La réception est terminée en quelques minutes et le train repart pour Saint-Clément-des-Baleines ; là aussi, réception par la municipalité et nouveau départ ; le train file, passe à travers les marais salants, semblant parfois courir sur l’eau ; quelques minutes de trajet on arrive à Ars-en-Ré, la seconde ville de l’île, comme importance. À la gare, monsieur Méjasson, maire d’Ars et conseiller général du canton, reçoit le président du Conseil sous une tente fraîchement décorée d’algues et de plantes marines.

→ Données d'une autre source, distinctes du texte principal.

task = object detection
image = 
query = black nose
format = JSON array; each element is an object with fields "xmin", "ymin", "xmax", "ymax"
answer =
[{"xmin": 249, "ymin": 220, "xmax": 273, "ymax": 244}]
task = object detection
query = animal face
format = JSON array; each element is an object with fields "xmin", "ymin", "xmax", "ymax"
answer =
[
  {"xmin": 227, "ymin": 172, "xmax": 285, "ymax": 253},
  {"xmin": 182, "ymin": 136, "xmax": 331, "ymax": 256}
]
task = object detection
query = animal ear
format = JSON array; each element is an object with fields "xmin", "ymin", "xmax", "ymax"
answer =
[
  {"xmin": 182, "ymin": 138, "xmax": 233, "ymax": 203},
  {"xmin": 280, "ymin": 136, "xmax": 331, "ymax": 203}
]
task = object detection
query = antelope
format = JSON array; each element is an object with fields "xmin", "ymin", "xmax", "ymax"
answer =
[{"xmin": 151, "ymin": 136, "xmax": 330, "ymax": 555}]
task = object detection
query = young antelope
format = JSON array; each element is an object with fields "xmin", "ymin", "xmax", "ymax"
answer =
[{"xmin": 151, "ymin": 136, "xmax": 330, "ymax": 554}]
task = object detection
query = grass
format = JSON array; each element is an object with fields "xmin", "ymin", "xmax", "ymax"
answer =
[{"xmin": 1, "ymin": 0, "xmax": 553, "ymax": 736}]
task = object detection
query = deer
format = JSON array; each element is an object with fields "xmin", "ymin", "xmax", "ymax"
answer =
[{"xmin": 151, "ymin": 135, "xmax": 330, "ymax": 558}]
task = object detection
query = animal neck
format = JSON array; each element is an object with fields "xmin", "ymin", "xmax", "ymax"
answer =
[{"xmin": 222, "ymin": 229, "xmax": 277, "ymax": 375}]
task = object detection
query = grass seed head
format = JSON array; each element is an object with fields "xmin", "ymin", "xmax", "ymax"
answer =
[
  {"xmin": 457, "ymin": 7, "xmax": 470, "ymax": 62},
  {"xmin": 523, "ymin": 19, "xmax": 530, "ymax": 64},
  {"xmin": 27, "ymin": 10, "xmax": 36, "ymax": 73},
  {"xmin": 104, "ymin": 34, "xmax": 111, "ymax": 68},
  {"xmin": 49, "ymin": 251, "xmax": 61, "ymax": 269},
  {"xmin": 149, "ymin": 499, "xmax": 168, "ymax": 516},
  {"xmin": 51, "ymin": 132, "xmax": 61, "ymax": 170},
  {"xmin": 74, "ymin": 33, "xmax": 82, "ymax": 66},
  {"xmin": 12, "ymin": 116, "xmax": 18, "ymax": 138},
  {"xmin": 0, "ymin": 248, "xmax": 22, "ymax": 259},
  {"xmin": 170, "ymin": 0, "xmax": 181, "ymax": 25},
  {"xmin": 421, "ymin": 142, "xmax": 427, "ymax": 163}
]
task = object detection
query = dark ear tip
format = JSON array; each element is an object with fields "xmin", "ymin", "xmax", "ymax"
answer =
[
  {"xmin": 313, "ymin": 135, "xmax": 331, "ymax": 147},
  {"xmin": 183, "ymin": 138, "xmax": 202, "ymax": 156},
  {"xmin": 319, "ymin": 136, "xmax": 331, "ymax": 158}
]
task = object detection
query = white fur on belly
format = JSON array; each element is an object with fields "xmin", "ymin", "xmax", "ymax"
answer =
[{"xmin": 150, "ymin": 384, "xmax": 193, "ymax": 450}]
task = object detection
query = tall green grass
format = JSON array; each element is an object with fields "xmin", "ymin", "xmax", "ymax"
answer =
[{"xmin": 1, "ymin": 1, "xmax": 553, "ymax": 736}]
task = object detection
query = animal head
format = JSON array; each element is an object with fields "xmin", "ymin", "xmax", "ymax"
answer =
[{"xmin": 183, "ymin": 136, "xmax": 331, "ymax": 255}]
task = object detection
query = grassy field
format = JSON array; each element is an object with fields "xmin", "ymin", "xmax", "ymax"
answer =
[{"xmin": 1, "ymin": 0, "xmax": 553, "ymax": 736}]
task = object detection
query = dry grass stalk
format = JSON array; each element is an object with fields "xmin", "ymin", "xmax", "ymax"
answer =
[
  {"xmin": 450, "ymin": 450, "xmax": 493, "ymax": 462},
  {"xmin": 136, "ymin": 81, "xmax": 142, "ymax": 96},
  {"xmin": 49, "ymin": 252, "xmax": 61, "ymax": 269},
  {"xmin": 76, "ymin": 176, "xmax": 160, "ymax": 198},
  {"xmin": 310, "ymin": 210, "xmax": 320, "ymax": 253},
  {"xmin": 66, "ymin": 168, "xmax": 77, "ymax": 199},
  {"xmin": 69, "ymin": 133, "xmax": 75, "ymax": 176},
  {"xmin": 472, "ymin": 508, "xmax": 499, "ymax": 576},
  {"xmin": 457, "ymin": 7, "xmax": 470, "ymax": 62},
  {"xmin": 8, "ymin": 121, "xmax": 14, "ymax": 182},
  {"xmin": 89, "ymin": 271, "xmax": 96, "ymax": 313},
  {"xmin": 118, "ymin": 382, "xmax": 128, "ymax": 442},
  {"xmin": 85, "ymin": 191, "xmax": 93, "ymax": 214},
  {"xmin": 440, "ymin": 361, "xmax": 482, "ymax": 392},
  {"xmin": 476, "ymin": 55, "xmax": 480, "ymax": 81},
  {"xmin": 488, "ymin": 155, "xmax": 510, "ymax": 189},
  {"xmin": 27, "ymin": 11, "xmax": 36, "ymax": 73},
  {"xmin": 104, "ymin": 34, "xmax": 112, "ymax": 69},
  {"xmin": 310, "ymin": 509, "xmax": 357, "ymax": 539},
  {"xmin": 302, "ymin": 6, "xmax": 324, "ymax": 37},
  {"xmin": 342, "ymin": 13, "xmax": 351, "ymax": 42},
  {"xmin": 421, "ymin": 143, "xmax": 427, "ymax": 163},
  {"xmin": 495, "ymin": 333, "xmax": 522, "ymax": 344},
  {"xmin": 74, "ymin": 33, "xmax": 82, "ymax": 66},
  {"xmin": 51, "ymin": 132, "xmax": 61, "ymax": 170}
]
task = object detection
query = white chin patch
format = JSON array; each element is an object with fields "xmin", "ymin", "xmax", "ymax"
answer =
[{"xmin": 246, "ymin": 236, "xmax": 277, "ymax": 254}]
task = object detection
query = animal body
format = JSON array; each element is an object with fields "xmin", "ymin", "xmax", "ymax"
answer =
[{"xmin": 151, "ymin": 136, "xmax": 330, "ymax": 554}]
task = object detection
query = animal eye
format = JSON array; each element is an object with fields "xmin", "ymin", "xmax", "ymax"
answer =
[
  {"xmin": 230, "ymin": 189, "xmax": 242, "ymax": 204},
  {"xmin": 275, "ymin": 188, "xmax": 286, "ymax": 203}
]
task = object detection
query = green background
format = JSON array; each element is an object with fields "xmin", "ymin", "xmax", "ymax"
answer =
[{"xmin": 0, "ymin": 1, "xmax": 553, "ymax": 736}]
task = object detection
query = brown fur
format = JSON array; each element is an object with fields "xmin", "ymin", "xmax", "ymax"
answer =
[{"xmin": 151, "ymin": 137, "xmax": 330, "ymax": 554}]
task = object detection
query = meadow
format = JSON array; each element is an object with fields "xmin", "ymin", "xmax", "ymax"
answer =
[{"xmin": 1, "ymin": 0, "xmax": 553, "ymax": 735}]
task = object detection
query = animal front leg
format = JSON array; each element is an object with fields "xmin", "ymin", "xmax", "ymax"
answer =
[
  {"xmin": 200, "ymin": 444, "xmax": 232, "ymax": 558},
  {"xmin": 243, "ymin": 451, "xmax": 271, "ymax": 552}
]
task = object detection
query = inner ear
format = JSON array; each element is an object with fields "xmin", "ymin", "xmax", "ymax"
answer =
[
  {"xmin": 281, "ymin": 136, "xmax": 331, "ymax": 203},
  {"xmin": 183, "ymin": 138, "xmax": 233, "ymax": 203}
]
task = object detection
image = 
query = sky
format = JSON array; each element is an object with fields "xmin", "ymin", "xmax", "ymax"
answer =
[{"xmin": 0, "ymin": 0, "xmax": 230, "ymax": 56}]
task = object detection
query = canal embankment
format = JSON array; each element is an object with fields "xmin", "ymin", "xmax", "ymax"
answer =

Le train repart, il traverse la partie la plus originale de l’île ; d’un côté le fond du fier d’Ars, avec ses marais salants et ses parcs à huîtres, et de l’autre la digue qui protège l’île ; le terrain se rétrécit et bientôt semble se réduire à la route et à la voie de chemin de fer ; sur cette étroite langue de terre se trouve le fort du Martray, construit sur les plans de Vauban, qui fait face à la haute mer, et un peu plus loin un original moulin à eau situé tout au fond du fier et qui utilise comme force motrice le courant produit par la mer à sa montée et à sa descente.

Le train s’arrête encore, nous sommes à Feneau-Loix; c’est la gare de la petite ville de Loix, qui possède un port où peuvent venir des navires de 200 tonneaux; Loix pas voulu de chemin de fer parce qu’il craignait que la voie ferrée ne va concurrencer son transit par bateau elle regrette maintenant.

Dix minutes d’arrêt et nous repartons ; 10 minutes de trajet et nous arrivons à la Couarde. La Couarde est la station balnéaire de l’île, elle possède une magnifique plage du côté de la haute mer, et quelques centaines de baigneurs s’y rendent chaque année.

En quittant la Couarde, le train traverse la partie la plus riche de l’île, il court à travers d’immenses pièces de vigne, et arrive bientôt au Bois, nonm qui semble une dérision car aussi loin que le regard s’étend, on n’aperçoit pas un, sauf ceux qui bordent la route.

Du Bois, le train se dirige vers Saint-Martin, la place forte de l’île, la ville la plus importante par son commerce et son industrie. Le train contourne les fortifications construites par Vauban ; de loin on aperçoit une porte avec pont-levis ; l’architecture est très pure. Le train suit un instant les remparts puis s’engage sous la porte Toiras, passe entre des corps de garde du 17e siècle portant encore de vieilles inscriptions et laisse à droite la citadelle, dépôt des condamnés qui doivent être envoyés à la Guyane; Dreyfus, Brière y ont été enfermés. La citadelle date de la même époque que les fortifications de la ville.

Le train file dans les rues et aboutit à un gentil port sur le quai duquel a lieu la réception.

Saint-Martin est une ville forte intéressante au point de vue archéologique ; outre ses fortifications, elle possède une église datant du 12e siècle, mais qui a subi bien des vicissitudes ; détruite, brûlée il ne reste plus de l’église primitive qui était fortifiée, que quelques chapelles avec pendentif à la voûte, et des portes latérales encore armé de mâchicoulis.

De Saint-Martin, on se rend à la Flotte, la ville la plus animée, la plus gaie de l’île. Un large cours planté d’arbres conduit au port qui est très fréquenté. C’est sur le cours qu’a lieu la réception du président du Conseil. On quitte la flotte pour Sainte-Marie, le centre le plus peuplé qui compte plus de 2500 habitants, et enfin on arrive à Rivedoux où a lieu l’embarquement de monsieur Combes pour La Rochelle.

Des vivats saluent le départ du président du Conseil qui se rend à Saintes dans ses propriétés.